奈良の飛鳥・藤原、世界遺産登録へ大きな一歩
ユネスコ世界文化遺産登録勧告に歓喜の声
国連教育科学文化機関(ユネスコ)による世界文化遺産への登録が勧告された「飛鳥・藤原の宮都」の地元・奈良では、6日に安堵と喜びの声が相次いだ。地元住民や関係者は「大きく前進」「長年の頑張りの成果」と口々に語り、喜びを分かち合った。
未明に発表された勧告から数時間後の午前7時、奈良県の山下真知事と明日香村、橿原市、桜井市の3市村長が合同で記者会見を行った。2007年にユネスコの暫定リストに記載されてから19年余りを経ての吉報となり、明日香村の森川裕一村長は「人々が遺産の価値を考え、大事にしようとする心を醸成するのに必要な期間だった」と振り返った。
登録決定に向けたさらなる努力
山下知事は「自治体や専門家、地元住民の絶え間ない努力でここまで来られた」と喜びを表しつつ、「登録決定まで気を緩めず全力で一丸となって取り組む」と気を引き締めた。地元関係者は、今後の登録決定に向けての決意を新たにしている。

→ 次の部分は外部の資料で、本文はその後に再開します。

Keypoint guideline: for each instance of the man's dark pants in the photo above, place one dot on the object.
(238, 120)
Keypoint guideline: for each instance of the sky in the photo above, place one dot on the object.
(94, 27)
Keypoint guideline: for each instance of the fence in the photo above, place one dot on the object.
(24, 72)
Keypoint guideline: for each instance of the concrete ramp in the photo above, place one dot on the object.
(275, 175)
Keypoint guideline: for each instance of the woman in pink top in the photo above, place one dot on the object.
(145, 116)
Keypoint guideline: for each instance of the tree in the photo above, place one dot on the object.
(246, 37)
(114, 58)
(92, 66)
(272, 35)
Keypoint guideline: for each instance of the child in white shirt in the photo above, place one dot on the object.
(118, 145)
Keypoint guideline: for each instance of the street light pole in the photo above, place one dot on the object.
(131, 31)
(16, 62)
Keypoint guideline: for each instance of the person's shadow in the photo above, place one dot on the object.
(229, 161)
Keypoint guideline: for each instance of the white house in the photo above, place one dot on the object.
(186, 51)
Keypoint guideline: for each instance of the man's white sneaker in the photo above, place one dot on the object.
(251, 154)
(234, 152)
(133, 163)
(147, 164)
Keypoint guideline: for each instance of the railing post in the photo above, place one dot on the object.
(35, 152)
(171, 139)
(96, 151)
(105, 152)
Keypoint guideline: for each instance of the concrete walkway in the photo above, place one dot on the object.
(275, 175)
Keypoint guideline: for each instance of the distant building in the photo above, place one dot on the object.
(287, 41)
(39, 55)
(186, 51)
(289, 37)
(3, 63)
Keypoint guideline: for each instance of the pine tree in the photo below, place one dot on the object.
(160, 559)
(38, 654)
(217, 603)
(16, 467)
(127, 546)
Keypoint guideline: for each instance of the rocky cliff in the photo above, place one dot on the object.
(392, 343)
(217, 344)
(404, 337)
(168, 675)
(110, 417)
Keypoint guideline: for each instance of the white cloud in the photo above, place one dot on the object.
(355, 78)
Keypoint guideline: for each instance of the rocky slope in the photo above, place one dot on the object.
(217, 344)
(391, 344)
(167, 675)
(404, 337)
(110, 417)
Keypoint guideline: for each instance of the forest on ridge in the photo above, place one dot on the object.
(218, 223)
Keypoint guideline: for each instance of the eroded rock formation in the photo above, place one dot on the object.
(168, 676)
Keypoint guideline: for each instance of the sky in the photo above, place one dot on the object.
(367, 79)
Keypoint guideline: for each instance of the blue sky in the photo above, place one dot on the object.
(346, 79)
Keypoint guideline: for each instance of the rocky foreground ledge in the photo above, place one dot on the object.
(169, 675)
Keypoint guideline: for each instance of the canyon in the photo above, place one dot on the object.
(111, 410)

明日香村の観光協会で約30年間ボランティアガイドをしている寺西和子さん(79)は、「遺跡は(歴史的風土を保全する)明日香法で守られている唯一無二の存在。価値を認めてもらい、すごくうれしい」と声を弾ませた。
地域の誇りと未来への期待
地域の人々にとって、今回の勧告は単なる喜びに留まらず、文化遺産としての誇りを再確認する機会ともなった。多くの住民が、飛鳥・藤原の宮都の価値を広め、次世代に引き継ぐための活動に力を入れる意向を示している。
今後、登録決定に向けた準備が進む中で、地域の連携が一層強化されることが期待されている。地元の文化や歴史を守り、育てていくための取り組みが、さらなる発展をもたらすことだろう。